Aurelius Investment Advisory Limited
- Industry: Asset Management
- Founded: 2005; 21 years ago
- Founders: Dirk Markus; Gert Purkert;
- Key people: Dirk Markus, Gert Purkert, Donatus Albrecht, Matthias Täubl, Tristan Nagler
- Divisions: Aurelius Opportunities Fund V; Aurelius European Opportunities Fund IV; AUR Portfolio III SE & Co. KGaA; Aurelius Growth Investments; Aurelius Finance Company; Aurelius Real Estate Opportunities;
- Website: www.aurelius-group.com

= Aurelius Group =

German investment company

Aurelius is a global alternative investor with offices in Amsterdam, Chicago, London, Luxembourg, Malta, Milan, Munich, New York, and Stockholm. The company focuses on private equity, private debt and real estate investments.

== History ==

In 2005, Dirk Markus and Gert Purkert, both former McKinsey consultants, founded Aurelius as a privately held investment vehicle with a start-up capital of €500,000, investing in small- and medium-sized companies.

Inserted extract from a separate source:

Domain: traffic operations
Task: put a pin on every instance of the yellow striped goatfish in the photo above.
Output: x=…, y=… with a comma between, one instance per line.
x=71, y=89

In 2006, Aurelius AG was listed in the Open Market segment of the Frankfurt Stock Exchange. The company was converted into an SE & Co. KGaA in 2015, and withdrew from the stock exchange at the end of 2023. It was renamed AUR Portfolio III SE & Co- KGaA at the end of 2024.

== Funds ==
In April 2021, Aurelius launched AURELIUS Opportunities Fund IV, a more than €500 million investment fund specializing in complex corporate carve-outs and operational transformation. Its investors include US and European university endowments, pension funds, insurance companies and family offices.

AURELIUS Opportunities Fund V followed in June 2025 with €830m in committed capital. It pursues the same investment strategy as Fund IV and has largely the same investors.